About 80% of the Pacific and Atlantic bluefin tunas are consumed in Japan, and tunas that are particular suited for sashimi and sushi can command very high prices. One tuna, in particular, weighing it at just over 467 pounds, brought it more than $642,000 during the first auction of the year.
A giant blue tuna with a tiny blue wing was sold on Thursday for 74.2 million yen ($636.000) in Tokyo, during the first auction held this year at the main fish market from the country.
But it is not all celebration over the auction of the Pacific bluefin tuna.

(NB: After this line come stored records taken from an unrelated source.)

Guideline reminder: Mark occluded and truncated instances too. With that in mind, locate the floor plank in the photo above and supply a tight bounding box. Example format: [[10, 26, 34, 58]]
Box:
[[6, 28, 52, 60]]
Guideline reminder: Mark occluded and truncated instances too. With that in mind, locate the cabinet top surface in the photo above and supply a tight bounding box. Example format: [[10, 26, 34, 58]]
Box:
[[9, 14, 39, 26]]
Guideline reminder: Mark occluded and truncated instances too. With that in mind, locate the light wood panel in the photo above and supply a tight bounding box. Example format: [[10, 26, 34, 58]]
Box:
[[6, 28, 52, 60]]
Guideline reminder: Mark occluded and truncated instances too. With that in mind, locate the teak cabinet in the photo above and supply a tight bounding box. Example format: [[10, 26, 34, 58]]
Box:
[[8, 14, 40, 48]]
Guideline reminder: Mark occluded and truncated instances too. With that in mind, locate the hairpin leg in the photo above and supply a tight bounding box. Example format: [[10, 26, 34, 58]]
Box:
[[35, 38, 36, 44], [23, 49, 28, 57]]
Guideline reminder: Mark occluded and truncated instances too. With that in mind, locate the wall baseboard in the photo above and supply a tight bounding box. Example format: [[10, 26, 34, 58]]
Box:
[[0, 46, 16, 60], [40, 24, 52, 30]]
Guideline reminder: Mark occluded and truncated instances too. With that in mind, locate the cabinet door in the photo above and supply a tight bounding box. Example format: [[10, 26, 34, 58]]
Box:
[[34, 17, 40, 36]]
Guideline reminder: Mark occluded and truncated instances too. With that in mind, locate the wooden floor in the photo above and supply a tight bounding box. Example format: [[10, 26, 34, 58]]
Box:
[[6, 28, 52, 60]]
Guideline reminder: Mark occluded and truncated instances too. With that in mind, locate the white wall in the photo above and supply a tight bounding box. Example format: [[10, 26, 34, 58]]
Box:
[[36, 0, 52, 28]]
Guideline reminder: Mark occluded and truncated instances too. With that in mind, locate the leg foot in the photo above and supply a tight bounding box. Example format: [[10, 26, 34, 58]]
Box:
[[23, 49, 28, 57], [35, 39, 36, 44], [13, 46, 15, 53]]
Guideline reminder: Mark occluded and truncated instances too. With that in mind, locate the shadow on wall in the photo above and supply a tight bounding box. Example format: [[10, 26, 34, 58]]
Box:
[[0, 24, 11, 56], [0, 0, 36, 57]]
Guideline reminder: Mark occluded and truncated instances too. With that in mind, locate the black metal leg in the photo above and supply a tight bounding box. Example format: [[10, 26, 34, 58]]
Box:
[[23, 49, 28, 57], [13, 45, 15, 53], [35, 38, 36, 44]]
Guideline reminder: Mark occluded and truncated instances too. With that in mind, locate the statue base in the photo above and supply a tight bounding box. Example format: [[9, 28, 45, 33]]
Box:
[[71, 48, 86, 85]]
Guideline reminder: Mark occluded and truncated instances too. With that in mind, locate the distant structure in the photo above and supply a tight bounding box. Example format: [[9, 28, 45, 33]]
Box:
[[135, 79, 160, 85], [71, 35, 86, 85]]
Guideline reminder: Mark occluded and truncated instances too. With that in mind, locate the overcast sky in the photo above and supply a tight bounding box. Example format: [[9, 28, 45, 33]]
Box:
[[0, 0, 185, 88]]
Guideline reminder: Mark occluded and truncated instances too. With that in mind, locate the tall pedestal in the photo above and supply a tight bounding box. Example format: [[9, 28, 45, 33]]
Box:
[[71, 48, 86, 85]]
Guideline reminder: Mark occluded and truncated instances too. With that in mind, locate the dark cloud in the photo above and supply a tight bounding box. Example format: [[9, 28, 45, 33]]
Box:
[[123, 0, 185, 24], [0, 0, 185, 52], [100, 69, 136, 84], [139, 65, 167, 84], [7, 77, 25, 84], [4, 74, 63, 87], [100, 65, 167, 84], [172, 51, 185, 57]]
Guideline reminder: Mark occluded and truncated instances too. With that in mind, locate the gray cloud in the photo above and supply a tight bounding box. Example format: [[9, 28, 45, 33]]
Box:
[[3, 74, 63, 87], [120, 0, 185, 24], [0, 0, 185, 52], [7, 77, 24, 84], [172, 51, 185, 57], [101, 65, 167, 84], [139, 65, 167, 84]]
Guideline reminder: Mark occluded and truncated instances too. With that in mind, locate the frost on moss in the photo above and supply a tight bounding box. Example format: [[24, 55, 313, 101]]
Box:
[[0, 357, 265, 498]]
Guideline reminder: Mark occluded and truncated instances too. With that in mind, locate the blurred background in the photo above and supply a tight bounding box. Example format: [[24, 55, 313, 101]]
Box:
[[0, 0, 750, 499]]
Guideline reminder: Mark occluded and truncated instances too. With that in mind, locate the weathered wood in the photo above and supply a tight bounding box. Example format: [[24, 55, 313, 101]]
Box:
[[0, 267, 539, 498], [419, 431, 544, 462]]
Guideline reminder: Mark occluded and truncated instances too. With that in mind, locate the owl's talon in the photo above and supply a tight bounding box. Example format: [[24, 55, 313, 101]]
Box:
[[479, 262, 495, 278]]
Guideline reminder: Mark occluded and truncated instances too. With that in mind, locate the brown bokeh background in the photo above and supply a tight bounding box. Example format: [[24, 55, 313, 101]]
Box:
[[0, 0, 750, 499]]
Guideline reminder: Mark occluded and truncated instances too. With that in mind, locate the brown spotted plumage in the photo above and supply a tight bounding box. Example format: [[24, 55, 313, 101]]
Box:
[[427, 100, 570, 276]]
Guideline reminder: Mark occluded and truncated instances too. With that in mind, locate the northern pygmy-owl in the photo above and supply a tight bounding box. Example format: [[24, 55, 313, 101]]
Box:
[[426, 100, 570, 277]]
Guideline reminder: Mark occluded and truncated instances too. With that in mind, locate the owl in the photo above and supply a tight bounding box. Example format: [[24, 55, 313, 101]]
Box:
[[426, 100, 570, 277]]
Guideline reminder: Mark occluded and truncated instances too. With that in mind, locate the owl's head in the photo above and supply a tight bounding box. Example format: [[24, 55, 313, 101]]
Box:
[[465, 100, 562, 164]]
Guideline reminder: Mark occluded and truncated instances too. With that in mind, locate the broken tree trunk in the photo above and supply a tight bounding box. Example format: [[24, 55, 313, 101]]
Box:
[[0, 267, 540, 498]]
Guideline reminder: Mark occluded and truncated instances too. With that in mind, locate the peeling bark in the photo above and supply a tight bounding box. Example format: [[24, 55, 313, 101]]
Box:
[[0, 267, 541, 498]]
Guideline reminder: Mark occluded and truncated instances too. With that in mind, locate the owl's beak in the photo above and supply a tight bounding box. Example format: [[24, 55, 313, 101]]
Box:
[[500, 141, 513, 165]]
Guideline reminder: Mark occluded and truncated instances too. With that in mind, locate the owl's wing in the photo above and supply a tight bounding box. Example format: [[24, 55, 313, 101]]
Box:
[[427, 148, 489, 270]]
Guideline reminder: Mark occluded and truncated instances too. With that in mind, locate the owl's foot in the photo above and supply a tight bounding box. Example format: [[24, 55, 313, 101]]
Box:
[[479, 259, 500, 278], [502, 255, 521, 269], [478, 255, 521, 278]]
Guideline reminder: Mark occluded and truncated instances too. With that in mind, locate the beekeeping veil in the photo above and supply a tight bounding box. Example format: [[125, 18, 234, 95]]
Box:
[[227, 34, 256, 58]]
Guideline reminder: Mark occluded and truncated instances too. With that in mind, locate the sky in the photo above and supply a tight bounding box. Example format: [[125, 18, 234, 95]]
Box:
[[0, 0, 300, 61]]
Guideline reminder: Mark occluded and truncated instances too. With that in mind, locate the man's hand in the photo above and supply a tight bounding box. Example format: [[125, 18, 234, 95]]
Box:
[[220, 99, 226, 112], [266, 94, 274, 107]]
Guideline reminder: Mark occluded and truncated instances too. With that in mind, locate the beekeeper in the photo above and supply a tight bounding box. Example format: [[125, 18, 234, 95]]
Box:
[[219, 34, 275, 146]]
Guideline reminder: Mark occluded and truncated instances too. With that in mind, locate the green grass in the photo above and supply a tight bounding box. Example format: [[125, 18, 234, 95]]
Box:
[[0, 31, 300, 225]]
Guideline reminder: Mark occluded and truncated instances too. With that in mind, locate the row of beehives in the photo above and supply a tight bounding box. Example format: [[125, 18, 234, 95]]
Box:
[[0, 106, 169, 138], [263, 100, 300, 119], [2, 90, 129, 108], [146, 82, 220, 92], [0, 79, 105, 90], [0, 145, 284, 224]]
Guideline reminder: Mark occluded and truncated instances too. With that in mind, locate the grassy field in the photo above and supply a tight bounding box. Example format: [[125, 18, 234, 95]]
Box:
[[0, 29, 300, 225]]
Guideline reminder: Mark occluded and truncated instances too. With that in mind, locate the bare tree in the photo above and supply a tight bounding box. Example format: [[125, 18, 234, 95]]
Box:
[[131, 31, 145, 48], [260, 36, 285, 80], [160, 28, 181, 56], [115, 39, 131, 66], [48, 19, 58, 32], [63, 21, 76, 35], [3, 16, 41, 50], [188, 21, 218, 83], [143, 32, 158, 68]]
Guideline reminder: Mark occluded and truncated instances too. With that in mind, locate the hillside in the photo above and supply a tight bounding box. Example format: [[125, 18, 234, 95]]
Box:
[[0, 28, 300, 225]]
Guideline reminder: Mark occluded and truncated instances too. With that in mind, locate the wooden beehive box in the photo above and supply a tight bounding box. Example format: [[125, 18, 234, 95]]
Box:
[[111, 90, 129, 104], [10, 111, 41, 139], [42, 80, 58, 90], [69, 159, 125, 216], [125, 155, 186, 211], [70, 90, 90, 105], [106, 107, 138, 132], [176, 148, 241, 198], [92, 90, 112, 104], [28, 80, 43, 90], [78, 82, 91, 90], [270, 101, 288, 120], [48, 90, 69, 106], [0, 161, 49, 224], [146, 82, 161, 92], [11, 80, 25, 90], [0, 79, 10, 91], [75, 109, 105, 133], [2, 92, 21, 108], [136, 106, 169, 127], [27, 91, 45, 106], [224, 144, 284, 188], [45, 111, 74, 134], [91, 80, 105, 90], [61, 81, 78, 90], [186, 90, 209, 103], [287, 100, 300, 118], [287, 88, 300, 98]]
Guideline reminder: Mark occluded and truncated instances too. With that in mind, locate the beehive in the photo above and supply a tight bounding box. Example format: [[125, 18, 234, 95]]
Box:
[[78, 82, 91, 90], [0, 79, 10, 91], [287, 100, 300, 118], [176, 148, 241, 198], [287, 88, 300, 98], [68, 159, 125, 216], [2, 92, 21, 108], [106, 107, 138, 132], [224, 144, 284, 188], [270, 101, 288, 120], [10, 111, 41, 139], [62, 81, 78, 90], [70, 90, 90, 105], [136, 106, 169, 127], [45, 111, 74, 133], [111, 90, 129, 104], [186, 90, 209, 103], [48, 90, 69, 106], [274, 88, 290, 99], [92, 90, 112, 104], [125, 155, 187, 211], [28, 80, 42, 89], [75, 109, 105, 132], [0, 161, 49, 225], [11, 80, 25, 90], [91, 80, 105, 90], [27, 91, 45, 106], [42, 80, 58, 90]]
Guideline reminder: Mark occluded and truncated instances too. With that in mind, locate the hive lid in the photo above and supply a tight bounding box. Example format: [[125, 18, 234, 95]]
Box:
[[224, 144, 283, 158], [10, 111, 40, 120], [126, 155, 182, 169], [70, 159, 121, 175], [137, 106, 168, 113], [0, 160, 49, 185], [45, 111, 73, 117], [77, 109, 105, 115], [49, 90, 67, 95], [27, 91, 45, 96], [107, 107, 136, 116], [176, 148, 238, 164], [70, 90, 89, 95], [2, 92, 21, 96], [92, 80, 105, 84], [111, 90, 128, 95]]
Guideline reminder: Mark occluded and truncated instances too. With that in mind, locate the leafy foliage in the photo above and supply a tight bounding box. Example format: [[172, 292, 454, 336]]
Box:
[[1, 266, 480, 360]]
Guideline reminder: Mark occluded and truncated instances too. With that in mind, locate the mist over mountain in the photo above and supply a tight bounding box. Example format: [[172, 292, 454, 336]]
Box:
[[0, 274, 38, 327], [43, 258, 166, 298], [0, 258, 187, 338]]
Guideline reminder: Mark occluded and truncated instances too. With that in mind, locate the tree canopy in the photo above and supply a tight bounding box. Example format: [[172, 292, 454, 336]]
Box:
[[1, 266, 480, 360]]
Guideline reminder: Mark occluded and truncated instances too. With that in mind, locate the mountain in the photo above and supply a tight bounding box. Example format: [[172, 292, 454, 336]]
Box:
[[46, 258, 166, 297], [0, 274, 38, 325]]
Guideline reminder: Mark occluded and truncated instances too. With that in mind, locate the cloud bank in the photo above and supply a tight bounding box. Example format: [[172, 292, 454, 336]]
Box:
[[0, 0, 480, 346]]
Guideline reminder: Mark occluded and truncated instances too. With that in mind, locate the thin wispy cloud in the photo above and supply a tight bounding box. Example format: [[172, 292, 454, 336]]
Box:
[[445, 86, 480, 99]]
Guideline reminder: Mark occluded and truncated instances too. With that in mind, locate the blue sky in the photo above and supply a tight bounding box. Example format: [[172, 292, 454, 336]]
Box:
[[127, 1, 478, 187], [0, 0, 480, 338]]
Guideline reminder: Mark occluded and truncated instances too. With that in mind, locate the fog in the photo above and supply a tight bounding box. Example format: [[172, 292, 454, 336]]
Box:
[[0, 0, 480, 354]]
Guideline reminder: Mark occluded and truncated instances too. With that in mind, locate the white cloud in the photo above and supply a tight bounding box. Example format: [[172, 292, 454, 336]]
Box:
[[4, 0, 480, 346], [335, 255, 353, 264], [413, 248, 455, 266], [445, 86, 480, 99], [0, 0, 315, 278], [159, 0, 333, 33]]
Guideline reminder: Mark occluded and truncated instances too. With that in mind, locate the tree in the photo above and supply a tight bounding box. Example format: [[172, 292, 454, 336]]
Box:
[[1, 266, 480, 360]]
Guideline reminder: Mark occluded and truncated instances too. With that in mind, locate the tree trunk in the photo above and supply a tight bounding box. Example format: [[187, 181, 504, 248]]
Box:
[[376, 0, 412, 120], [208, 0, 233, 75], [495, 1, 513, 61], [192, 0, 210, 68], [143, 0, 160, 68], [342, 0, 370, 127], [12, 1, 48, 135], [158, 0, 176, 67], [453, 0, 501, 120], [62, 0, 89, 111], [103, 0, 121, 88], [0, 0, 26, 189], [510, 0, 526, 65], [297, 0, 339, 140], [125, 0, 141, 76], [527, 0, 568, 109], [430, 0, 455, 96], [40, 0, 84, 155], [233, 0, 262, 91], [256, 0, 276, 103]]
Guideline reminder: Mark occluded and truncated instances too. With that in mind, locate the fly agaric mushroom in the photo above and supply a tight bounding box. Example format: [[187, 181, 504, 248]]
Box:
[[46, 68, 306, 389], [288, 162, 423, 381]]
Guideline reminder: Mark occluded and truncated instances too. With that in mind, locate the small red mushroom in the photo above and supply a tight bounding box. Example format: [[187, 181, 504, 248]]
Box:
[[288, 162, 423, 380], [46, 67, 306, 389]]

That comes out to more than $1,300 a pound for Kimura, whose Kimura Corp. owns a restaurant chain called Sushi Zanmai.
Japanese are the biggest consumers of the torpedo-shaped bluefin tuna, and surging consumption of sushi has boosted demand, as experts warn the species could go extinct. He said: "I feel it was a bit expensive, but I am happy that I was able to successfully win at auction a tuna of good shape and size".
But conservation groups protest that attention should be paid to a different, and much darker, reality confronting Pacific bluefin tuna: the species' dwindling population. "It is happening because these fish are valuable and prized and culturally important, and also because people want to eat Bluefin tuna since it tastes great".
"This tuna is being fished at rates up to three times higher than scientists say is sustainable", Amanda Nickson, director of global tuna conservation at The Pew Charitable Trusts said in a recent report, according to NBC News.